Similar to our study, Malstrom and others18  assessed class II sandwich restorations above and below the CEJ. They found that when margins were located above the CEJ, the use of a 2-mm-thick gingival increment of flowable composite provided significantly less marginal leakage than when 0.5-mm- and 1-mm-thick increments were applied. Nevertheless, de Goes and others31  suggested that light curing through a thin gingival increment of flowable composite might confirm maximum conversion of the oxygen-inhibited surface molecules of the adhesive layer, thus improving the bond strength. However, this contradicts the common application techniques of composite restorations in class II cavities even with the use of bulk-fill flowable composites.

The present study did not find a significant effect of using silorane-based composite P90 on cervical marginal sealing with either enamel or cementum margins. It was used only with its self-etch adhesive system in order to follow the instructions of the manufacturer as well as other reports.32,33  On the other hand, Mahmoud and Al-Wakeel32  found that the use of P90 with its adhesive system significantly improved marginal adaptation compared to Tetric Ceram/Excite in dentin cavities. This was the case immediately after polymerization after one month and one year of water aging and thermal cycling without occlusal load cycling. Such a variation in effect can be related to the difference in cavity configuration and testing methodology.

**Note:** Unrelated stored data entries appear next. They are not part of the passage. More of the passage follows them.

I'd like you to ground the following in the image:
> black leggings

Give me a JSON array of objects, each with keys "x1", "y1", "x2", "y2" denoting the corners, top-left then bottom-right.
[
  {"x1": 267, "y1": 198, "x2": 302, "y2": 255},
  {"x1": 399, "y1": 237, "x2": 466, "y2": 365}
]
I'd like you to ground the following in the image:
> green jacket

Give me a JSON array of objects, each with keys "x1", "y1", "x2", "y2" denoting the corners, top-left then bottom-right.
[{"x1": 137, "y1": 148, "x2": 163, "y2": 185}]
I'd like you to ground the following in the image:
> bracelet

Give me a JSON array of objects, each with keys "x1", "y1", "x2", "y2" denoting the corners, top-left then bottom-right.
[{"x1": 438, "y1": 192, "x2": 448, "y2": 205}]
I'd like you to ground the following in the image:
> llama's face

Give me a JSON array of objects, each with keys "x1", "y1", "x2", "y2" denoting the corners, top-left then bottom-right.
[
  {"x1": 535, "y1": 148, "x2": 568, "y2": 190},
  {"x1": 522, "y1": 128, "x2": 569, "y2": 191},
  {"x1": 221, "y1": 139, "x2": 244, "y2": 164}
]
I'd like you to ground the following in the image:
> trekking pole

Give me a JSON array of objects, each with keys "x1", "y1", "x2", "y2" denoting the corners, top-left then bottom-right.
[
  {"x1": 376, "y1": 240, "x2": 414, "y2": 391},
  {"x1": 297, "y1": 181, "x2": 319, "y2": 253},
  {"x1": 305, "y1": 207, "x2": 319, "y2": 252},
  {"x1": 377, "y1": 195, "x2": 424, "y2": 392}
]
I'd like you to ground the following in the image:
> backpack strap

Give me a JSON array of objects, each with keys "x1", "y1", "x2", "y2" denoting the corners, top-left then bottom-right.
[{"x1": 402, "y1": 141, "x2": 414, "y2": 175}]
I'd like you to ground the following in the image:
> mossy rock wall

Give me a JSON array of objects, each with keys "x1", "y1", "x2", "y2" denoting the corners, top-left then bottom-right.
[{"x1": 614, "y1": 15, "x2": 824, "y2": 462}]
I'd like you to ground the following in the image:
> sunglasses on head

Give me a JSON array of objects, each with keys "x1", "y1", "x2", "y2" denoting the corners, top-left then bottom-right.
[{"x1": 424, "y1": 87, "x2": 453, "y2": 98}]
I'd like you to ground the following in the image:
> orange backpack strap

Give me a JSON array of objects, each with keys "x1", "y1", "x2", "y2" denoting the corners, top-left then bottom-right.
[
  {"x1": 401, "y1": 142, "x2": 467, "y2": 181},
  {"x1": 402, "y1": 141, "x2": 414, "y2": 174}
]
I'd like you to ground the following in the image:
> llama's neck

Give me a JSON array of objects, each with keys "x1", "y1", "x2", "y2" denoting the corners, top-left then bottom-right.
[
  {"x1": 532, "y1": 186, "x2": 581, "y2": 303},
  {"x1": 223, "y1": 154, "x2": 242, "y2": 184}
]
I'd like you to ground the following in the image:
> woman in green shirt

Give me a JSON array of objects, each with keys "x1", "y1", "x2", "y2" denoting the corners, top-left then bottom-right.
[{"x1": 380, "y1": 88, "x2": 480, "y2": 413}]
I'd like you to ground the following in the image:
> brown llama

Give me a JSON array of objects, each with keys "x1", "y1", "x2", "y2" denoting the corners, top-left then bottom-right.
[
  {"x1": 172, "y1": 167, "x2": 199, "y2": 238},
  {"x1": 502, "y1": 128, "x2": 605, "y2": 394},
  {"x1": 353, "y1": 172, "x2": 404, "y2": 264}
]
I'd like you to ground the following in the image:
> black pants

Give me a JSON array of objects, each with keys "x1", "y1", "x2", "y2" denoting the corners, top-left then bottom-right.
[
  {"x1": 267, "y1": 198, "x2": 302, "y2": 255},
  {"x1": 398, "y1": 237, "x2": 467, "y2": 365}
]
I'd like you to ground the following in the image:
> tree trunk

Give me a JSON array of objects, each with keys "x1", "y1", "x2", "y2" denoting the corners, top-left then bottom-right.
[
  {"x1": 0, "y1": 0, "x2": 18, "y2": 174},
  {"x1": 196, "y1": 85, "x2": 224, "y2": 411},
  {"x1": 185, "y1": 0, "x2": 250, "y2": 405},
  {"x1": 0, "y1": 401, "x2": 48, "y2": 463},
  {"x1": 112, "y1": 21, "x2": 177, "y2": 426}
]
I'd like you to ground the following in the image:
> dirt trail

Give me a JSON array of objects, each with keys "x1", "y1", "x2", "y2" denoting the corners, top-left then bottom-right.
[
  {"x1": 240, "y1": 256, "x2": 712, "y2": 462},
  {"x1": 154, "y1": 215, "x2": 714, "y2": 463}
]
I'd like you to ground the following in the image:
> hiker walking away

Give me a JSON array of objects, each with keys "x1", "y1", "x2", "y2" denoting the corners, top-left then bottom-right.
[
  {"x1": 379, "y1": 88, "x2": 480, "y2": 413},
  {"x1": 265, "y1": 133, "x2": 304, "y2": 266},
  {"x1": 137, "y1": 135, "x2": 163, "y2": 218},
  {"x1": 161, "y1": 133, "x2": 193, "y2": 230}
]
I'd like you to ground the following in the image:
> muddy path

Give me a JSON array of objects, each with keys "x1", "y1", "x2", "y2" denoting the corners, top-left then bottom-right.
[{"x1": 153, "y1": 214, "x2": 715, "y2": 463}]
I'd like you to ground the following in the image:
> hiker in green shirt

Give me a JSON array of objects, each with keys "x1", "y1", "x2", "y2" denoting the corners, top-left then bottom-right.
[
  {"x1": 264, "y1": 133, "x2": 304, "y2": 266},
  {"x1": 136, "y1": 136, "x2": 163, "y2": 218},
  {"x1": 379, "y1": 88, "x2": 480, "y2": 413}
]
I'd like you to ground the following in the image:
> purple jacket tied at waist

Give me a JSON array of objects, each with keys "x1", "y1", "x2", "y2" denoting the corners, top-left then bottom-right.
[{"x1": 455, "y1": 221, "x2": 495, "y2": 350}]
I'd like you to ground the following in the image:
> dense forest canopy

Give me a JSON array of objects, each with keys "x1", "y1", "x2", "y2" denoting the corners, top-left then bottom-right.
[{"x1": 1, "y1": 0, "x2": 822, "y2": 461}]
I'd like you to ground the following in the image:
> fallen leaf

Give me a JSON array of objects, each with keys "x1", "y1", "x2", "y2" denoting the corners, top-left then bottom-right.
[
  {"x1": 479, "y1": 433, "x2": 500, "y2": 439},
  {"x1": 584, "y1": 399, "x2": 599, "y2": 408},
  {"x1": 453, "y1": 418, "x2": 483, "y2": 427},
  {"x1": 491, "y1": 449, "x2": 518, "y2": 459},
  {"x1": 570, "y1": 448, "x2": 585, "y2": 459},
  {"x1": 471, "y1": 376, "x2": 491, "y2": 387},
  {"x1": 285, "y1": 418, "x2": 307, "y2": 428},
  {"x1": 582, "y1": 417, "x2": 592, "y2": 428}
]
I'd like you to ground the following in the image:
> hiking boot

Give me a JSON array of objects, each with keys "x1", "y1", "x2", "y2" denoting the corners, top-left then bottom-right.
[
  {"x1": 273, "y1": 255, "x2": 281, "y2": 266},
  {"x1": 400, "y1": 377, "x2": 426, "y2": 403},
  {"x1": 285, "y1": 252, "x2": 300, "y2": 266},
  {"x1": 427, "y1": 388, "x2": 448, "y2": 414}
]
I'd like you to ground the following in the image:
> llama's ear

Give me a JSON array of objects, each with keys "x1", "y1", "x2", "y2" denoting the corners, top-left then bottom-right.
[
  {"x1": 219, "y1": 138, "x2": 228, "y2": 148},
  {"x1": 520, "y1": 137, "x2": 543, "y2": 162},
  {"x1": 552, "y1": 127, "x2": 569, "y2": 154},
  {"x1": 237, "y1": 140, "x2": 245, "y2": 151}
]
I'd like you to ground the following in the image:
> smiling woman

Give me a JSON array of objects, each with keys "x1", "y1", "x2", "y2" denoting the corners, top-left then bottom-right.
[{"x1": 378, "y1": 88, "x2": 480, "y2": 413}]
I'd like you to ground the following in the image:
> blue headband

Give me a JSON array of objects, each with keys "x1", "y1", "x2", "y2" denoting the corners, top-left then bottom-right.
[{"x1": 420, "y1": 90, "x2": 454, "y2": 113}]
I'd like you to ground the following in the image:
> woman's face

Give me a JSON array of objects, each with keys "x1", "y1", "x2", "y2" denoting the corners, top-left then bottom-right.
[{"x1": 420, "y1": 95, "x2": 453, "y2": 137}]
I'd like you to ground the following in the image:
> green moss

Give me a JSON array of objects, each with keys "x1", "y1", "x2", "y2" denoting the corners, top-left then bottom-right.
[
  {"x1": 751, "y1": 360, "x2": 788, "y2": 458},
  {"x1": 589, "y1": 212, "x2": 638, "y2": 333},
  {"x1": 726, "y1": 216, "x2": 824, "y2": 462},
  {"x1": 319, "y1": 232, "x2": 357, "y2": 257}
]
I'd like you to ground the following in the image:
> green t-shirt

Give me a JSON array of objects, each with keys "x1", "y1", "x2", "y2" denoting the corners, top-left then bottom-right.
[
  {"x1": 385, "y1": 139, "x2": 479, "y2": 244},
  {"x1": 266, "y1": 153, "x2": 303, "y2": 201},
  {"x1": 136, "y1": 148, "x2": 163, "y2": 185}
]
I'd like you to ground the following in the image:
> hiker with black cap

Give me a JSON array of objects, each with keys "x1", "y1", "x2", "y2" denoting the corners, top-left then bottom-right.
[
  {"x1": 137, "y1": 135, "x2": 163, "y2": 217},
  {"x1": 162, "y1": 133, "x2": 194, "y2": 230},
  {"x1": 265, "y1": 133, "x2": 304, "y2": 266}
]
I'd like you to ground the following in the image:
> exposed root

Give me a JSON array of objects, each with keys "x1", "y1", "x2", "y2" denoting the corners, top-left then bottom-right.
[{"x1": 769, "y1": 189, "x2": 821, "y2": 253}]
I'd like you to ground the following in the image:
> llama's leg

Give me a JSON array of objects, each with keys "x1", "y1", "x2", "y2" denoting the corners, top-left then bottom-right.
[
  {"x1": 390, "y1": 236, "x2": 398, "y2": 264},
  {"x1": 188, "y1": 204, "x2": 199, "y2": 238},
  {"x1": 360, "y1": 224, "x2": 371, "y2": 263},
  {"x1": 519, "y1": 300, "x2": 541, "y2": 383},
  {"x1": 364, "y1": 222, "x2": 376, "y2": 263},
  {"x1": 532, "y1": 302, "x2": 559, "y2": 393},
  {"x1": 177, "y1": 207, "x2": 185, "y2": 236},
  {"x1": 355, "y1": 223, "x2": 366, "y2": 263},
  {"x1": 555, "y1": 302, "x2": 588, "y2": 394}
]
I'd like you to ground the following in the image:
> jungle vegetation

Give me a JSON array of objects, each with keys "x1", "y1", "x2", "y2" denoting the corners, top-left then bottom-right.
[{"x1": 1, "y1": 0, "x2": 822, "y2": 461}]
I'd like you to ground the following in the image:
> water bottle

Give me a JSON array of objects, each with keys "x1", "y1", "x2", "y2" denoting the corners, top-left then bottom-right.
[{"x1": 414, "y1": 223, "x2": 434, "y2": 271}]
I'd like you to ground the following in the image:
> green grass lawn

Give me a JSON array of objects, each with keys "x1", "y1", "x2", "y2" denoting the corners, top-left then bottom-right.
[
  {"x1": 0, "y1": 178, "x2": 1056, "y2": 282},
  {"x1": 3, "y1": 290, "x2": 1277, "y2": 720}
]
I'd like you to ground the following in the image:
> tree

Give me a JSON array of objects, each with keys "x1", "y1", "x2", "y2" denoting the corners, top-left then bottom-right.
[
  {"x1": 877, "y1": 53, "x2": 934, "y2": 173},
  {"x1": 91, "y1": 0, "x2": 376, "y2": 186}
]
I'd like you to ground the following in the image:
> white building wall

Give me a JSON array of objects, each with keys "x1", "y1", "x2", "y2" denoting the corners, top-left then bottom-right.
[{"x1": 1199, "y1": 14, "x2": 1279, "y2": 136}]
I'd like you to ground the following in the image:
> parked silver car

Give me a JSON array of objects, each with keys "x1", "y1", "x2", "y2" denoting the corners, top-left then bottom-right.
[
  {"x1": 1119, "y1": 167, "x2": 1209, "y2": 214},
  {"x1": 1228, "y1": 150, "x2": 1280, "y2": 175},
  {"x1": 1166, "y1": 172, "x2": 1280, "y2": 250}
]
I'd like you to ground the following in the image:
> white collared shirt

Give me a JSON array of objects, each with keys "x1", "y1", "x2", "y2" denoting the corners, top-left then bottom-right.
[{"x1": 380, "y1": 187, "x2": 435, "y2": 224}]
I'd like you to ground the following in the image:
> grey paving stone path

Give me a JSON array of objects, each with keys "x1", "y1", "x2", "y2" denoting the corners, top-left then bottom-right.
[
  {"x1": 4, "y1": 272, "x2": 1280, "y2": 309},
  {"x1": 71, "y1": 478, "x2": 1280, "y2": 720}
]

Simulating the clinical assessment of marginal adaptation using FDI criteria did not reveal any significant differences between groups, in accordance with results obtained from replica SEM assessment. This is in agreement with the findings of Hayashi and others,34  who reported that explorer tip diameter had a significant effect on detecting horizontal gaps. In our study, explorer tip diameters of 150 and 250 μm were used according to the recommendation of Hickel and others.17  Moreover, the inverse correlation between the mean percentages of perfect margins and the mean values of FDI ranking indicates that using loupes and explorers for evaluating marginal sealing by FDI criteria can provide a valid laboratory test for predicting clinical outcomes. Additional research is recommended to correlate in vitro results to actual clinical findings using this method. Nevertheless, the results of this study supported the null hypothesis that bulk-fill restoration cervical marginal integrity does not deteriorate and that in vitro FDI ranking of marginal sealing can give clinically relevant information on the marginal behavior of restorations.

Under the circumstances of this investigation, the following conclusions can be drawn:

  • 1.

    Marginal integrity was not significantly influenced by the use of bulk-fill materials, bonding techniques, or variation in the location of cervical margins.

  • 2.

    There was an inverse correlation between percentage of perfect margins in replica SEM and marginal ranking according to the FDI criteria, indicating the validity of in vitro testing of marginal integrity using this method.

The authors would like to thank the University of Dammam, Saudi Arabia, for providing a grant for this research (110/2012). The authors also thank Ivoclar Vivadent, Schaan, Liechtenstein, for supplying the Tetric N-Ceram Bulk Fill, Tetric EvoCeram Bulk Fill, Excite F, and AdheSE materials used in the study.

This study was conducted in accordance with all the provisions of the local human subjects oversight committee guidelines and policies of: University of Dammam. The approval code for this study is: 110/2012.

The authors have no proprietary, financial, or other personal interest of any nature or kind in any product, service, and/or company that is presented in this article.